Coinage in China goes back some 2,500 years. The earliest Chinese coins were cast in bronze—by the 1st century BCE, these round coins featured square holes in their centers. This style persisted until about the 13th century, when silver and then brass coins were minted and circulated.
Today, the most collectible Chinese coins are contemporary issues, whose values are closely tied to their platinum, gold, or silver content. But for many collectors, Chinese coins from the late 1800s and first half of the 20th century hold great interest. These coins track the tumultuous history of the populous nation—from the end of the Qing Dynasty in 1911 to the Republic led by Sun Yat-sen that followed it to Mao Zedong’s declaration of a People’s Republic of China in 1949.

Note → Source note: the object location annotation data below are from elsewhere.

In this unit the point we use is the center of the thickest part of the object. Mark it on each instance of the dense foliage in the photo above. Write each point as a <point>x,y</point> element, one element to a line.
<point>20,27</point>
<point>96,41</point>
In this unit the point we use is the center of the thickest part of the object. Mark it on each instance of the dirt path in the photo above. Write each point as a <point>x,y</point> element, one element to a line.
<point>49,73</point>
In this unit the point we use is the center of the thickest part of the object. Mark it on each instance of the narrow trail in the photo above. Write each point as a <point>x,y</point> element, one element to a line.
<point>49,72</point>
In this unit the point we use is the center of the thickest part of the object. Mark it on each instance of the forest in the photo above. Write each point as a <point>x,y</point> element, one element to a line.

Of the late Empire-era coins, look for copper or brass Hu Poo coins with a dragon that’s enclosed within a circle on the obverse. Even more prized are the provincial coins minted during this period, including the Chekiang and Kwangtung silver dollars, as well as 20-cent pieces bearing the words “Tai-Pan Province.” Republic coins minted in the 1910s and ’20s are fairly common, whereas coins minted in Chinese Turkestan, now called Xinjiang, especially 1- and 2-mace (i.e., pre-yuan) coins bearing the title “Sungarei,”are more rare.